Question

In: Finance

The company  is deciding on which equipment to acquire. Each is worth 20Million. The company thinking if...

The company  is deciding on which equipment to acquire. Each is worth 20Million. The company thinking if financing the 50% equity, 25 % via 5 year term loan at 7.5 % annual effective interest and the balance via $100/ share callable preferred shares of stock that promises to pay 4% quarterly dividends. The company consistently paid the 5% semi annual dividends on its common shares. Calculate the weighted average cost of capital of the project. Disregard taxes in your computations. Assume full principal payment on year 5.

After receiving proposals from suppliers, the finance manager came up with the following comparative cash flow projection:

                        Equipment A                           Equipment B

Year 1              $2,000,000                              $4,000,000

Year 2              $2,000,000                              $4,000,000

Year 3              $5,000,000                              $4,000,000

Year 4              $5,000,000                              $4,000,000

Year 5              $6,000,000                              $4,000,000

Using the information derived above, and using the Net Present Value (NPV), Discounted Payback Period and Profitability Index, which will you recommend of the two equipment to acquire?

Solutions

Expert Solution

Calculation of Weighted Average Cost of capital:

Source Weight Cost of Capital Weighted Cost of capital
Equity 0.5 10.2500% 5.1250%
Loan 0.25 7.5000% 1.8750%
Prefrence Shares 0.25 16.9859% 4.2465%
WACC 11.2465% or 11.25%

Note:Cost of Equity=1.05^2-1

=.1025 or 10.25%

Cost of Prefrence Share=1.04^4-1

=.169859 or16.9859%

Calculation of Present Value of Cash Inflows:

Year Cash Flow 1 Cash flow2 PV Factor Discounted CF1 Discounted CF2
1 2000000 4000000 0.898876 1797752.809 3595505.618
2 2000000 4000000 0.807979 1615957.581 3231915.162
3 5000000 4000000 0.726273 3631365.351 2905092.281
4 5000000 4000000 0.65283 3264148.63 2611318.904
5 6000000 4000000 0.586813 3520879.421 2347252.947
Present Value of Cash Inflows 13830103.79 14691084.91

Calculation of Net Present Value:

Present Value of Cash Inflows 13830103.79 14691084.91
(-)Investment 20000000 20000000
NPV -6169896.208 -5308915.088

As the NPV is negative, none of the project is acceptable.

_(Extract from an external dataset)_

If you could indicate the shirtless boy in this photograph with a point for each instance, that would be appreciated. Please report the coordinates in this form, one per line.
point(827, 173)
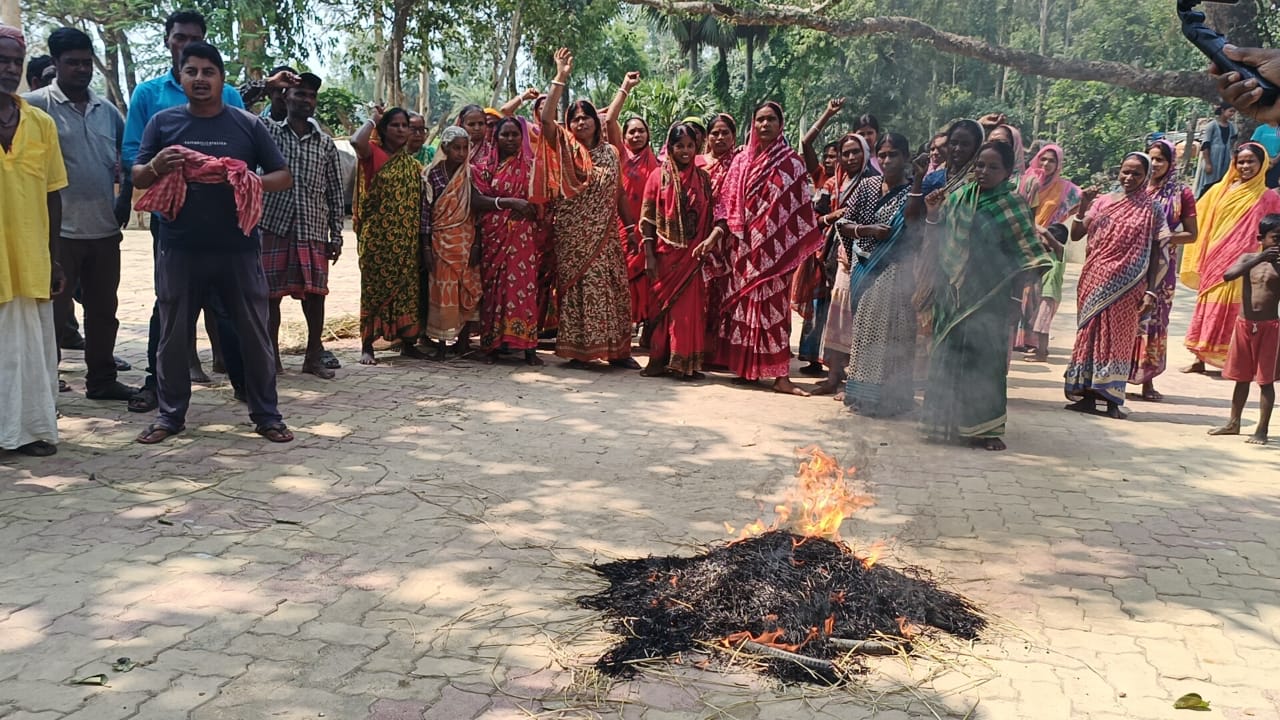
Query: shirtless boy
point(1256, 343)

Calculatin of Discounted Payback Period:

if the npv is negative it means the cost of project is not being recovered in the lifetime of the project. hence discounted payback period of both the projects shall be more than 5 years.

Profitability Index of the projects:

Profitability index=total of discounted cash inflows/Investment

Present Value of Cash Inflows 13830103.79 14691084.91
Investment 20000000 20000000
Profitability Index 0.69150519 0.734554246

Recomendation: Based on the NPV(i.e.negative),Discounted Payback Period(i.e. more than life of projects) and Profitability Index(i.e.Less than one) it is recomonded not to accept any of the above projects.